A stranger to Lame Deer may drive through and wonder why anyone would ever choose to live in this little no-nothing town. Driving through town you can see the poverty.
It has a small trading post that counts as our grocery store, and only one gas station that runs out of gas at the end of every month. Many of the houses are little beat up shacks, and some even have outhouses instead of indoor plumbing. Some of the houses have mismatched siding, and some just have plywood.
There is no movie theatre, swimming pool, or bowling alley. If you’re looking for something to do, just look out into the hills. In Lame Deer, everyone enjoys hunting and fishing, and you can hunt any time of the year, at least for Cheyenne tribal members. That is because lots of people use the meat to feed their families throughout the year. Many familes make dry meat out of the deer just like their ancestors did. Dry meat is when you take the meat, clean it and cut it in very thin long pieces and hang it out so it dries out like jerky.
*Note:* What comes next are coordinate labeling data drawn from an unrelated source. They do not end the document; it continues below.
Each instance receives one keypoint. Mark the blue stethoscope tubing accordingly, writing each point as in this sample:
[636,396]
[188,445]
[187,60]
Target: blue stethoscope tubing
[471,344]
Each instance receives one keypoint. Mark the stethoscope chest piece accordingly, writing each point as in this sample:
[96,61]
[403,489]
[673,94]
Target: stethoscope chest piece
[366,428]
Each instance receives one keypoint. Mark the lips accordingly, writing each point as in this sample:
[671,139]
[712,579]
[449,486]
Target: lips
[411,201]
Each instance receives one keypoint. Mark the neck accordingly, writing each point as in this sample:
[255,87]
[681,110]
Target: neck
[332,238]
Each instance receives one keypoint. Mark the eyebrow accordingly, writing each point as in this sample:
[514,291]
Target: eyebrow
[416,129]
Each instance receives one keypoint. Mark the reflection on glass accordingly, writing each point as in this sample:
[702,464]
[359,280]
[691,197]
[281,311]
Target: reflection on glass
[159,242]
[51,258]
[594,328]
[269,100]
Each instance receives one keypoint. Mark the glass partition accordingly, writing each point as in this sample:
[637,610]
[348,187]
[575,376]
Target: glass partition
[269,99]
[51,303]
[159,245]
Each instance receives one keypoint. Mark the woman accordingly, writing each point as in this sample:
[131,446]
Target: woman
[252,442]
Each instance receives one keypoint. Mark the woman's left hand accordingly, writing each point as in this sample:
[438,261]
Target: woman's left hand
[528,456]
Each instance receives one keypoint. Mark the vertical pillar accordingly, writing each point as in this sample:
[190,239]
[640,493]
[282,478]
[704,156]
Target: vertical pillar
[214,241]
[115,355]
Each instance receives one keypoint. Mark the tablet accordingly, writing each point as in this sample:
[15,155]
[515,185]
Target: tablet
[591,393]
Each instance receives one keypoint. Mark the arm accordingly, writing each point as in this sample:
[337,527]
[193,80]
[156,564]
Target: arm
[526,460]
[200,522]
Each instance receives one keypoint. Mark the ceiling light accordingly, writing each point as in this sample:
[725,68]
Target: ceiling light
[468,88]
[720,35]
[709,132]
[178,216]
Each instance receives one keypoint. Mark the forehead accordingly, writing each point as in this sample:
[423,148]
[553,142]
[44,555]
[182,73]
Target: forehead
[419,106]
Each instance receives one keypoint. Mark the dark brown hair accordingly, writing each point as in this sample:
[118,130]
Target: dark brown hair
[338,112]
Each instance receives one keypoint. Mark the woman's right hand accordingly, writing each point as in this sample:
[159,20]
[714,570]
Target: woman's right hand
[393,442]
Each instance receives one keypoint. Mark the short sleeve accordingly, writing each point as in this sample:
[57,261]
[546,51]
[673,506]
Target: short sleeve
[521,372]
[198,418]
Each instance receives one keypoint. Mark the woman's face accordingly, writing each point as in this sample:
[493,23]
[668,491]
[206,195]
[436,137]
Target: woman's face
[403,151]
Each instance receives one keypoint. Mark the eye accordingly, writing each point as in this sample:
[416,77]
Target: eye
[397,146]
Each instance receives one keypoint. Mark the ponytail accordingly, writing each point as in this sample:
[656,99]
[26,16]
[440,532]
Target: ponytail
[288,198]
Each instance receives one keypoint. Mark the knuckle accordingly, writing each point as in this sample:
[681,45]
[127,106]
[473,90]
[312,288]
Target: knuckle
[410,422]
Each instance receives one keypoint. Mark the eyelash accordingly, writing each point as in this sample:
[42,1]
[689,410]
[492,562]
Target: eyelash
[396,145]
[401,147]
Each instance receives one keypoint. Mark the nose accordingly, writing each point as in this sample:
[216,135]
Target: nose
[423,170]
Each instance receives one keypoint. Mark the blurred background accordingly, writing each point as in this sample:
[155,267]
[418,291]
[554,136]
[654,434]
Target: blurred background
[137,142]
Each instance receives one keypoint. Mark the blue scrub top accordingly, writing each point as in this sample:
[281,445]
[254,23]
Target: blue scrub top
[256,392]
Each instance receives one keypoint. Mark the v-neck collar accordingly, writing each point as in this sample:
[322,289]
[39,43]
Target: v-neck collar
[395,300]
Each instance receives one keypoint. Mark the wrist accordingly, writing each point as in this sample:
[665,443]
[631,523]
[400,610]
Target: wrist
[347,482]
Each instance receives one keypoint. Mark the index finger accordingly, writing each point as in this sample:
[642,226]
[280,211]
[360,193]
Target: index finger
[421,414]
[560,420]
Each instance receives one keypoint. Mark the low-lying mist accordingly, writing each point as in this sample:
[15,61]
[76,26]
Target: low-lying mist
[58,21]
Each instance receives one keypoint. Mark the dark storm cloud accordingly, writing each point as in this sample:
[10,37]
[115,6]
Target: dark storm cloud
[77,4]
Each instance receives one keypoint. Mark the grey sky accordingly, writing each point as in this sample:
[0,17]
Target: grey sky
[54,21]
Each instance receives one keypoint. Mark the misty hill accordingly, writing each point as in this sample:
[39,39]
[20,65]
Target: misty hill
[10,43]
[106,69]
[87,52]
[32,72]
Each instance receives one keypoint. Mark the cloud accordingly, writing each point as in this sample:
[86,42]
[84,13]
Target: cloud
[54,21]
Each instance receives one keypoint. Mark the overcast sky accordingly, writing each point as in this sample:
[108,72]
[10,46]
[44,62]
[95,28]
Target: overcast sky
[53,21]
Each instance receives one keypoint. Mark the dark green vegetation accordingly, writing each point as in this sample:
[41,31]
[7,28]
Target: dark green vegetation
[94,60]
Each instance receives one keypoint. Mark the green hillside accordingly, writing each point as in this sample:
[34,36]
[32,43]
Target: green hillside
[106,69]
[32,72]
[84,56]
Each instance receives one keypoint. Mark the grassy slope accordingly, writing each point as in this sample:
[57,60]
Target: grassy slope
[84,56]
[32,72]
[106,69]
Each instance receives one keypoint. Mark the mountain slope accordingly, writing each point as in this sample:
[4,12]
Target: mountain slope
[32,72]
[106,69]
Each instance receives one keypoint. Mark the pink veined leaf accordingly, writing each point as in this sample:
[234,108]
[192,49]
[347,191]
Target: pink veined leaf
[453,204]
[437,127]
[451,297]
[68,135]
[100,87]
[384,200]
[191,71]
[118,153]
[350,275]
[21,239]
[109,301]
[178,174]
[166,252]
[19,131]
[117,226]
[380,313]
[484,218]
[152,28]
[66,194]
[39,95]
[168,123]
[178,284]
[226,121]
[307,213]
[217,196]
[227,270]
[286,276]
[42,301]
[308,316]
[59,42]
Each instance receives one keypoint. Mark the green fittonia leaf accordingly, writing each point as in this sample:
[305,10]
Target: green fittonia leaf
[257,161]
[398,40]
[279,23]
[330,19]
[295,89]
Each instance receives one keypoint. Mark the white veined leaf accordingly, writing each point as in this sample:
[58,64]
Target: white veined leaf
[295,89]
Families also go out and pick june berries, buffalo berries, wild plums and choke cherries. Picking berries is a favorite pastime in the summer. People still make jam, choke cherry patties, and traditional pudding out of what they gather. Dry meat and berry pudding are considered delicacies. Free time is also spent riding horses, and it is not out of the ordinary to see little kids riding bareback and barefoot through town. You can’t help but feel good when you see their smiling faces.
Lame Deer is the heart of the Northern Cheyenne Indian Reservation. It is the land that connects the people to their ancestors. In the 1800’s the Cheyenne were moved to Indian country in Oklahoma. All they wanted to do was return to their homeland. They left Oklahoma but were captured and imprisoned at Ft. Robinson, Nebraska. There, they were starved and given no water for 5 days.
On the 5th day, they decided to break out and return home. They knew they would probably die, but they chose to go anyway. Many were shot outside the Ft. Robinson barracks, but many escaped. They left on foot with no blankets, not having eaten for 5 days, in the middle of winter. They walked all the way back to Montana, being chased by the cavalry the entire way.
Once they got home, the federal government decided to let them stay, because of their ordeal. Cheyenne today know that their ancestors struggled, and many died, so that they could continue to live on these lands around Lame Deer, Montana. Cheyenne today love this place, even though it is hard and there is lots of poverty. They understand the suffering of their ancestors and want to honor their ancestors by living a good life in this place.